Que la tienda de punto de Georgia fuera el lugar donde un insólito grupo de mujeres se hubieran hecho amigas en torno a la mesa situada en el centro del establecimiento. Donde Anita, la elegante anciana que era la mayor adepta de Georgia, aprendió a aceptar a Catherine, la antigua amiga de instituto de Georgia, y aplaudió cuando Catherine redescubrió su capacidad de respetarse a sí misma y abandonar un matrimonio vacío que no la llenaba. Fue en la tienda de Georgia donde la adusta y solitaria estudiante de posgrado Darwin encontró una verdadera amiga en la directora Lucie, que a sus cuarenta y tantos años se había embarcado en su primera maternidad, y donde Darwin se dio cuenta de lo mucho que deseaba afirmar el matrimonio con su esposo, Dan, tras una breve noche de infidelidad. Fue en la tienda de Georgia donde su empleada Peri reconoció que no quería ir a la facultad de derecho, y en la tienda de Georgia donde su amiga de muchos años K.C. confesó que ella sí quería. Fue allí donde el antiguo enamorado de Georgia, James, volvió a entrar en su vida y los dos descubrieron que la llama de su amor no se había extinguido. Y fue en la tienda, donde Dakota, la única hija de Georgia y James, había hecho los deberes y compartido sus
muffins
caseros con las amigas de su madre, y donde había caído rendida en el sofá del despacho de ésta esperando el fin de la jornada laboral para que las dos pudieran tomar una cena sencilla y subir a acostarse al apartamento del piso superior.

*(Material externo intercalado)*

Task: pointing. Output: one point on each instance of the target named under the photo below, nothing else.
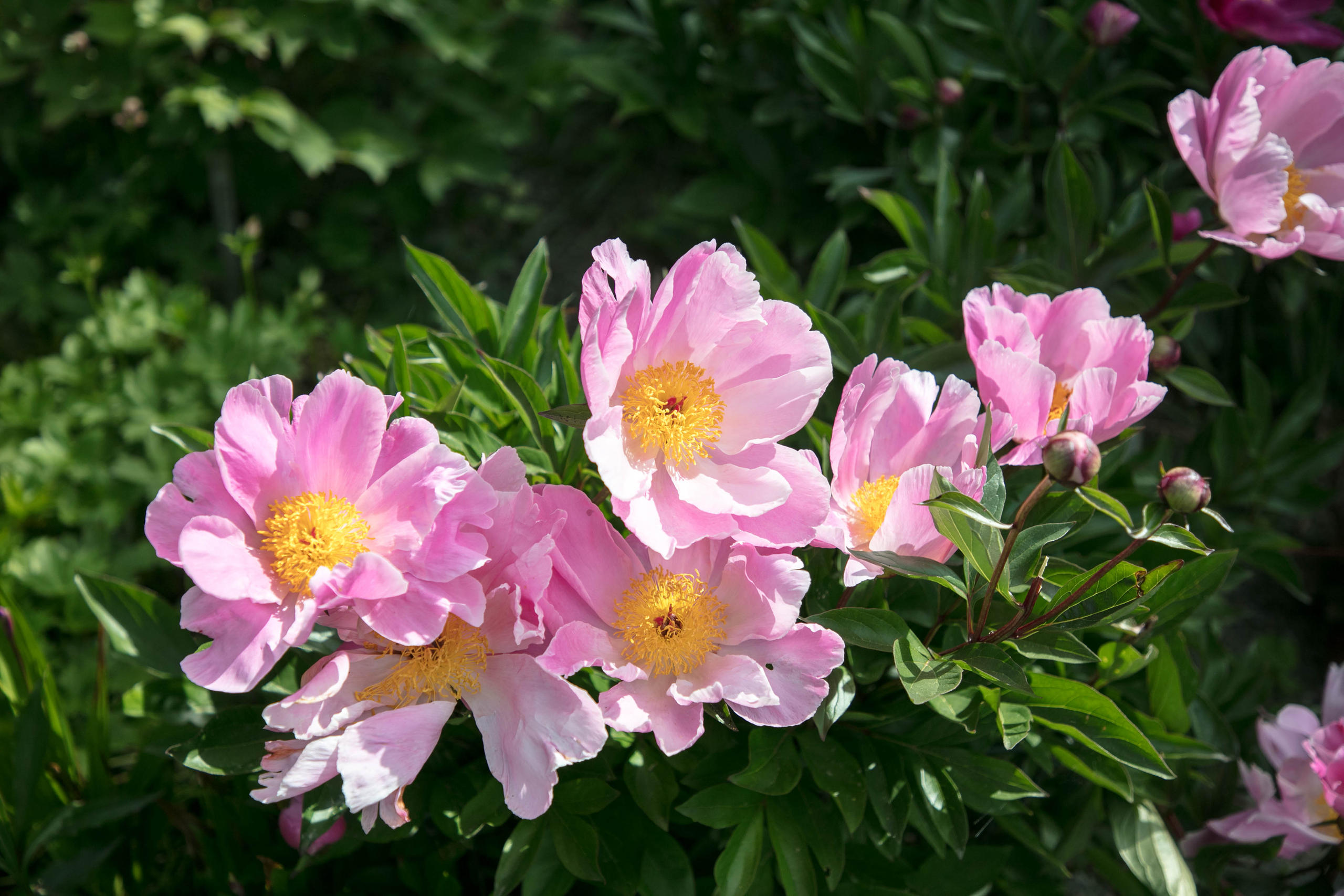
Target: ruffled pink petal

Y el hecho de que todo aquello hubiera ocurrido implicaba también que Georgia Walker enfermó con un cáncer de ovarios en fase avanzada, para fallecer de forma inesperada a causa de las complicaciones, dejando que su grupo se las arreglara sin ella a partir de entonces.

A lo largo de poco más de cinco años, todas siguieron adelante como siempre habían hecho —seguían encontrándose con regularidad en las reuniones aun cuando K.C. nunca daba un palo al agua con las agujas y, en cuanto a Darwin, el jersey plagado de fallos que le había hecho a su marido seguía siendo la prenda más compleja que hubiera confeccionado nunca—, y Peri lo había dejado todo prácticamente igual en la tienda. Año tras año resistía el impulso de cambiar la decoración, de volver a diseñar las bolsas de color lavanda con el logotipo de Walker e Hija, de limpiar el despacho de la trastienda con su sofá descolorido o de modernizar la vieja mesa de madera anclada en el establecimiento. Lo mantuvo todo intacto y dirigió el negocio con la misma energía y minuciosidad que había demostrado Georgia, sacó beneficio de cada cuarto de dólar —aunque siempre iba mejor en invierno, claro está— y, siempre que tuvo un momento, trabajó frenéticamente para crear su línea de bolsos de punto y fieltrados. Y todavía le quedó energía suficiente para diversificarse con nuevas líneas y diseños.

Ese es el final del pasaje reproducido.